L'attrazione per l'orso può essere, anche se raramente, fatale. Ricordiamo il caso, citato nel bel libro della guida Lynn Schooler, del fotografo giapponese del National Geographic Mikio Hoshino che inseguiva una sorta di mito, quello dell'orso azzurro, rarissimo esemplare che si trova in alcune lande sperdute dell'Alaska; per realizzare il sogno di riuscire a fotografarlo aveva chiesto l'aiuto di Lynn, con il quale era nata una grande amicizia: insieme avevano effettuato appostamenti per anni finché, un giorno, un Grizzly, assalì la tenda nella quale si trovava il giapponese mettendo fine al suo sogno e alla sua vita. Come da copione già scritto dal destino beffardo, Lynn vide e fotografò l'orso azzurro poco tempo dopo. Quella foto, insieme al libro che ne nacque, fu dedicata all'amico Mikio. Caso opposto quello del giovane orso, ribattezzato «Bruno» di cui avrete sentito parlare alla fine del mese di giugno. Bruno, partito dal Trentino, aveva raggiungo la zona di confine tra Austria e Germania meridionale scatenando le ire di alcuni proprietari di animali uccisi. L'ira montante si era poi tradotta in battute di caccia nei suoi confronti che si sono concluse con il suo abbattimento.
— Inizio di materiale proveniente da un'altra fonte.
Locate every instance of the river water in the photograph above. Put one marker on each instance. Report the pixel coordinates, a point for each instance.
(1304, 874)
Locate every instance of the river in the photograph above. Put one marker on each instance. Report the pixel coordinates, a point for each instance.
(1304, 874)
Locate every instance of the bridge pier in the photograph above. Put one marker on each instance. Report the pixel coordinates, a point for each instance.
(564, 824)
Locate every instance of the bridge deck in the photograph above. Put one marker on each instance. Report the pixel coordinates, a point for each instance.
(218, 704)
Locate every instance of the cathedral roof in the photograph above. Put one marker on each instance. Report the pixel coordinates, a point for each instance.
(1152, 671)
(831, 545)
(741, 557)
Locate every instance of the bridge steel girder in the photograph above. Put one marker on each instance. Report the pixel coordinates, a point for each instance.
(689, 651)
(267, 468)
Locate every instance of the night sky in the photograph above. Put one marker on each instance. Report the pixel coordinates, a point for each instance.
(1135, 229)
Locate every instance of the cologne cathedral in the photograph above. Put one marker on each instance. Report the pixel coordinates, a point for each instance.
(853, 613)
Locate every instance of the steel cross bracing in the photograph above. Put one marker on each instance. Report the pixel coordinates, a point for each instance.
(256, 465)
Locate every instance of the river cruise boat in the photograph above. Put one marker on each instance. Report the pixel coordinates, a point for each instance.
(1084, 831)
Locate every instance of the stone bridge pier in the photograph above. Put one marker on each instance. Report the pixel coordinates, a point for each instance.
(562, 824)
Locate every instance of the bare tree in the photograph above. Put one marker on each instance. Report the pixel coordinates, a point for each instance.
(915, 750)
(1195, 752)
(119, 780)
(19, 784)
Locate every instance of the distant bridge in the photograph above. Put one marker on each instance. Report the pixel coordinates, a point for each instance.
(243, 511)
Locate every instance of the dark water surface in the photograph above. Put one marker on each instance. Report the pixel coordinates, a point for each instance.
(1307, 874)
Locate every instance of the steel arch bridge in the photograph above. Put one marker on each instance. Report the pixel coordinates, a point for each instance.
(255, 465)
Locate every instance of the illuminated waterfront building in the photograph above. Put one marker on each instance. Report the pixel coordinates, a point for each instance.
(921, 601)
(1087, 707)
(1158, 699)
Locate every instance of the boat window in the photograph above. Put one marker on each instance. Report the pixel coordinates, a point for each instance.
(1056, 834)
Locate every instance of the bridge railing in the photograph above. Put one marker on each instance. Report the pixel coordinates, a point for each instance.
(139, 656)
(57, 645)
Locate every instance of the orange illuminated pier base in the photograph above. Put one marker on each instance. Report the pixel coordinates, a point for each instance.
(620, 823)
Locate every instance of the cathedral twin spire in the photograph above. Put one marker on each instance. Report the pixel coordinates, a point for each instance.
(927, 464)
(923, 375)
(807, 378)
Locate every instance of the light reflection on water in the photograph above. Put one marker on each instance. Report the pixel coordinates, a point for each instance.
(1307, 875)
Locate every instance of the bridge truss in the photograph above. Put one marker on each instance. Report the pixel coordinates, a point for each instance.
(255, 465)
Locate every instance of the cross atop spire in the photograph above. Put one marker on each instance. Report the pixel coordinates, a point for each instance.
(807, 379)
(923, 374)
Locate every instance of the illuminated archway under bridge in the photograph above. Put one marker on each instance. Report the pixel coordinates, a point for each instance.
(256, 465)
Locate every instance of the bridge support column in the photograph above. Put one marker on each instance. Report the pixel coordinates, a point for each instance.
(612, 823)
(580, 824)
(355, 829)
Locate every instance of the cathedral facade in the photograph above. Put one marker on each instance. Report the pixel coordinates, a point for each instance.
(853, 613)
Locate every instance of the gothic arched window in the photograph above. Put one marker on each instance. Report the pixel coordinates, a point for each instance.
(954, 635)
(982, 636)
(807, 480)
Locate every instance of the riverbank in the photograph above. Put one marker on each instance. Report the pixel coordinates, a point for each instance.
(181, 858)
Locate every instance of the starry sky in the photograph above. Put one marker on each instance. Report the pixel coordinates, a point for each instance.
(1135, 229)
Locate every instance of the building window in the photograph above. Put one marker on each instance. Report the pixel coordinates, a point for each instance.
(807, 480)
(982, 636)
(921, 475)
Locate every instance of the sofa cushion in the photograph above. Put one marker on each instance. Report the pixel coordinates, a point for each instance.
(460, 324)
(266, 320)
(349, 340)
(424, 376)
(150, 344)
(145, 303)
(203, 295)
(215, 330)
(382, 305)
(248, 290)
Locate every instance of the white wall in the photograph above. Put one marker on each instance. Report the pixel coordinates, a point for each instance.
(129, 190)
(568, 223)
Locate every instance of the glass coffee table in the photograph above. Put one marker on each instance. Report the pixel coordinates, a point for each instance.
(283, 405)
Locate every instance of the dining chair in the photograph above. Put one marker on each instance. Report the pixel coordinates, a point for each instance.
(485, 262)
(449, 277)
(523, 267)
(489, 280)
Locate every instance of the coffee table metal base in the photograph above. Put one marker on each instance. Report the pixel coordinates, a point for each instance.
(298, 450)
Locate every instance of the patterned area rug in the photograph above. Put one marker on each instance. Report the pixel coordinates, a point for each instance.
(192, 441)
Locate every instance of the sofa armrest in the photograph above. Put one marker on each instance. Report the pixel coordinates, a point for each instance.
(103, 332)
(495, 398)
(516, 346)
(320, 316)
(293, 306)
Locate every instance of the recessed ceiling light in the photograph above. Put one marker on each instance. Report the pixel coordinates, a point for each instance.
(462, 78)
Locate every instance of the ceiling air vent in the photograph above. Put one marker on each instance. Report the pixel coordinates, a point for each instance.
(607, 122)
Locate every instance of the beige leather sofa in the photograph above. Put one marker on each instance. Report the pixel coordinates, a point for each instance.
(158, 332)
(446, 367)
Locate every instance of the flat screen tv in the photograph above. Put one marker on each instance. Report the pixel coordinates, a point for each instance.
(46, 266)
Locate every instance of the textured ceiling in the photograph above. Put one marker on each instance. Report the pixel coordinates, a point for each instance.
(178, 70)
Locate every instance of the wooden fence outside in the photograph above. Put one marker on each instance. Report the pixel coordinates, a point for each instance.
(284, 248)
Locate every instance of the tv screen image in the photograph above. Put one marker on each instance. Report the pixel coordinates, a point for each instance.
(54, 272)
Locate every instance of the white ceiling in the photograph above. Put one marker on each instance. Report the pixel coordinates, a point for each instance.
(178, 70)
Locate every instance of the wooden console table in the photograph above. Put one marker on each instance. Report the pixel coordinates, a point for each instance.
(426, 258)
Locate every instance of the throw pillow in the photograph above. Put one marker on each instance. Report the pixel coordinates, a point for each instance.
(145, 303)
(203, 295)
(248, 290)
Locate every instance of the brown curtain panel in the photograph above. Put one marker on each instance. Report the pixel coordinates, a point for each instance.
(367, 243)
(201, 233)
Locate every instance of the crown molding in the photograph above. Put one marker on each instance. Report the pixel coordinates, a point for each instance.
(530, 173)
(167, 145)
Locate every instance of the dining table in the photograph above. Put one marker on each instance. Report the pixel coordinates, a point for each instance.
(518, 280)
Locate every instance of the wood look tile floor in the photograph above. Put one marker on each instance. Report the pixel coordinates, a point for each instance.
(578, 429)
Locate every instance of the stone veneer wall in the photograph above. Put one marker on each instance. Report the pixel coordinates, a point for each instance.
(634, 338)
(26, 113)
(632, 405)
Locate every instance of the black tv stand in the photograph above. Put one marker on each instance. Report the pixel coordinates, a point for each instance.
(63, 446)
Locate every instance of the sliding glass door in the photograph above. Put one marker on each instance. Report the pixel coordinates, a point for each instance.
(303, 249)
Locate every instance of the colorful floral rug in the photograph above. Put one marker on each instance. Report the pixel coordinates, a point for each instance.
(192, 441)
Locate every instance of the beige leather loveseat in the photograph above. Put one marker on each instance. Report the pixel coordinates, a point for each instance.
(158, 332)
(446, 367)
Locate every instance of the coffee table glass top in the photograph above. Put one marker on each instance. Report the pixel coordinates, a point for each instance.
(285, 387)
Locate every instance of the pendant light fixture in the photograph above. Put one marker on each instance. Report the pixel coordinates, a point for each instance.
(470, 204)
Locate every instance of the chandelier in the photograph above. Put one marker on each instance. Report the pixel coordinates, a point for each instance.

In passato l'orso era del tutto scomparso dalle Alpi, che pure furono suo habitat, e il reinserimento si spiega con un progetto di questi ultimi anni (Life Ursus al Parco dell'Adamello-Brenta) volto a ripristinare, per quanto possibile, l'ecosistema tipico dello spazio alpino. Ora, è evidente che ogni essere vivente, uomo incluso, adotti svariate strategie per tutelare la propria incolumità. Ma un conto è la «legittima difesa» di fronte a un attacco, altro l'organizzazione pianificata di una battuta di caccia. In questo caso si pone una questione di carattere filosofico, il che non significa astratta. Perché il nostro rapporto, «nostro» dell'Occidente, con la natura si traduce, come in questo episodio, in fatti concreti. Non solo con gli animali, ovviamente. Nello specifico occorre notare che dietro all'esecuzione dell'orso si cela la pretesa che taluni esseri viventi snaturino sé stessi. Di cosa volete che si cibi un orso che non sia di pezza? Il che non significa, ovviamente, che non si debbano prevedere risarcimenti per i contadini danneggiati e forme di tutela per le greggi al pascolo.
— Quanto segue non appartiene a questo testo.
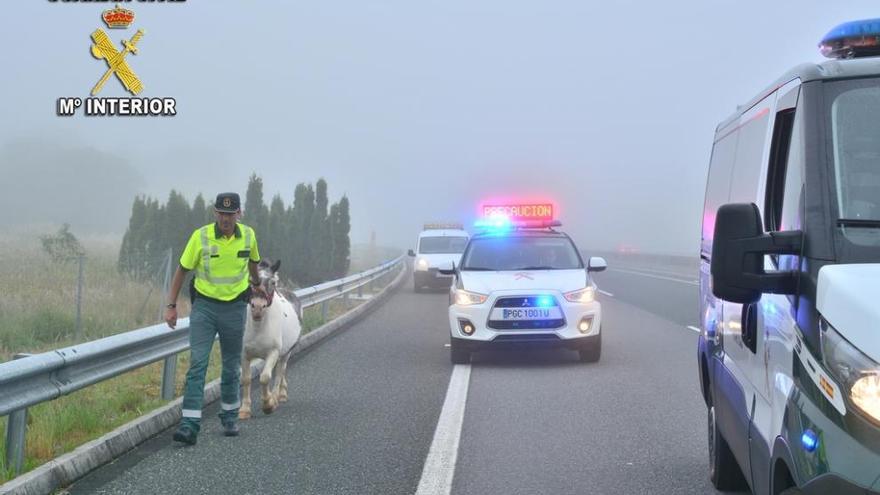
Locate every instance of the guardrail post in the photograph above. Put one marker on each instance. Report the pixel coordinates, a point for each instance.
(169, 369)
(169, 377)
(16, 430)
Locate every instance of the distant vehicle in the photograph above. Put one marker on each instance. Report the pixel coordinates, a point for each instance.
(521, 282)
(789, 353)
(439, 246)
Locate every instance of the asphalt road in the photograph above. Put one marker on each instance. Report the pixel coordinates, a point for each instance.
(365, 405)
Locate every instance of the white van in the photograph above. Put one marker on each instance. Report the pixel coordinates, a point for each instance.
(438, 247)
(790, 280)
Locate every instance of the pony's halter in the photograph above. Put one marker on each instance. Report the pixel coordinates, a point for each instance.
(270, 295)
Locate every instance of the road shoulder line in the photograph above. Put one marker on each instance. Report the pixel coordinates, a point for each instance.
(439, 467)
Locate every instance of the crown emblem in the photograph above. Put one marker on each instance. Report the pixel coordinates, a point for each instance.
(118, 18)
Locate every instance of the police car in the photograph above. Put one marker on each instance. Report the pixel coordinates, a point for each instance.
(789, 353)
(439, 246)
(521, 282)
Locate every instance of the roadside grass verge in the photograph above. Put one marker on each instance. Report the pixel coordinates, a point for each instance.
(37, 314)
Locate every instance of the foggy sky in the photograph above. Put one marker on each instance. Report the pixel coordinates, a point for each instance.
(420, 110)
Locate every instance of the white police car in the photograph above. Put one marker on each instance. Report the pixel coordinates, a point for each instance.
(523, 283)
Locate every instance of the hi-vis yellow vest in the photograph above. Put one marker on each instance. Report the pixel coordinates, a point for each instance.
(221, 263)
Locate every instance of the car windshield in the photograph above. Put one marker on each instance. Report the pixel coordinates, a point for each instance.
(503, 253)
(855, 126)
(442, 245)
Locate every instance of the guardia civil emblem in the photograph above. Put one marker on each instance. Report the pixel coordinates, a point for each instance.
(104, 49)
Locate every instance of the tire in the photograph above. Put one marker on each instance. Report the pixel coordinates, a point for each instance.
(591, 353)
(458, 355)
(724, 471)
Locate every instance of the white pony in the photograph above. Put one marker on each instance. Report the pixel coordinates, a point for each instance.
(272, 330)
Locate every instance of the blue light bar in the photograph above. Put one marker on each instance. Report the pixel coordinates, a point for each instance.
(809, 440)
(852, 39)
(545, 302)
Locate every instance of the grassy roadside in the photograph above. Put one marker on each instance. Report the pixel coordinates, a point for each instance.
(111, 304)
Di fatto, il tentativo (votato comunque al fallimento) di esorcizzare la differenza che c'è fra noi e tutto ciò che noi non siamo (la natura, gli animali, le montagne) si traduce in veri e propri atti di intollerante omologazione ai nostri parametri umani. Succede anche quando accadono le tragedie in montagna e la montagna diventa assassina. Ora, il caso di un orso che assale un uomo è molto raro, e spiegabile con una ferita o la fame, ma tutte queste premesse sono necessarie per un avvicinamento consapevole e sicuro. Per osservare gli orsi ci si può rivolgere ad agenzie specializzate. In Italia chi visita le Dolomiti di Brenta troverà facilmente l'immagine dell'orso sui cartelli e sulle pubblicazioni del parco. A Spormaggiore (Trento), ai piedi del versante orientale del massiccio, un'area faunistica e un museo permettono di osservare da vicino l'animale. Più difficile vederlo dal vivo.
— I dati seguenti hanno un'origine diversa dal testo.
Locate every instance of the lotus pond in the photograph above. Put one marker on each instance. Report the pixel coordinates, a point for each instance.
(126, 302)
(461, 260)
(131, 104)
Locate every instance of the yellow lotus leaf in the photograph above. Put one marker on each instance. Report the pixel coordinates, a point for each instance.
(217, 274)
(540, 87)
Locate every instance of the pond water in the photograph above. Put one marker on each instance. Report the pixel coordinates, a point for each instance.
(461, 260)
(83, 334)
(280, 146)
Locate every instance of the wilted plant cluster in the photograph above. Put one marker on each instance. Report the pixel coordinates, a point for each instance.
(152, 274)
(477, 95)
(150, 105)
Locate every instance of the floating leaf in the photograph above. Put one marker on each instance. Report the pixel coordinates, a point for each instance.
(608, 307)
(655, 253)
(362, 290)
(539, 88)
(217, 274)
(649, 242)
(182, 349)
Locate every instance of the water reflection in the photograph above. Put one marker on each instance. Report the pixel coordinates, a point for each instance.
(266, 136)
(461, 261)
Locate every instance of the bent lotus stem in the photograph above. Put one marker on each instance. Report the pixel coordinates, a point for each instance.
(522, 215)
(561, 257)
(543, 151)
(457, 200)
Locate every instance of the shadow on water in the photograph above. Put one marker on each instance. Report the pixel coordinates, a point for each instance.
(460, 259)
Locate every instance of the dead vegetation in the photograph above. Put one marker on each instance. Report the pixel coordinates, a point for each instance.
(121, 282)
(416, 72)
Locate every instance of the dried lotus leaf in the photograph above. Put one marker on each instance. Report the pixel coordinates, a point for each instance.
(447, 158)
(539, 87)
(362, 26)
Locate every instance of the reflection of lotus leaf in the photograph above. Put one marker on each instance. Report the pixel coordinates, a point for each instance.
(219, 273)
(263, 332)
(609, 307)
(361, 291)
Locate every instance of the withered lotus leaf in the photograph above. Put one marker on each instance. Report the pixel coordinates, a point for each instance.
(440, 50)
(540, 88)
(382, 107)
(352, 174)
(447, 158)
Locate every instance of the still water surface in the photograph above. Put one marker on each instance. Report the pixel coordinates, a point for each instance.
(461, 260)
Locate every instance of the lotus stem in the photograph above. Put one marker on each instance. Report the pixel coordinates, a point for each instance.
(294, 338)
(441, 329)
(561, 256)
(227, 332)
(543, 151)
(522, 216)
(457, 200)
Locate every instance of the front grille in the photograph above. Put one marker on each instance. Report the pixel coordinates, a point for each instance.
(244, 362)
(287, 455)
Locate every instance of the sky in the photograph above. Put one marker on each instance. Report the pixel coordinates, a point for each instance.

Specializzate in «Bear watching» (e non solo, ma anche di lupi e altre specie faunistiche) sono le guide di Ecotur che operano nel Parco Nazionale d'Abruzzo con sede a Pescasseroli (Aquila) - tel. 0863/912760, www.ecotur.org - e nelle aree verdi di Lazio e Molise.


All'estero sono straordinarie le possibilità offerte in Alaska, sulla costa artica, al Katmai National Park e al Denali National Park, dove si possono osservare gli orsi in tutte le varianti, dal bruno al nero. Fino all'orso azzurro, se avrete fortuna. www.alaska.com/activities/bears/story.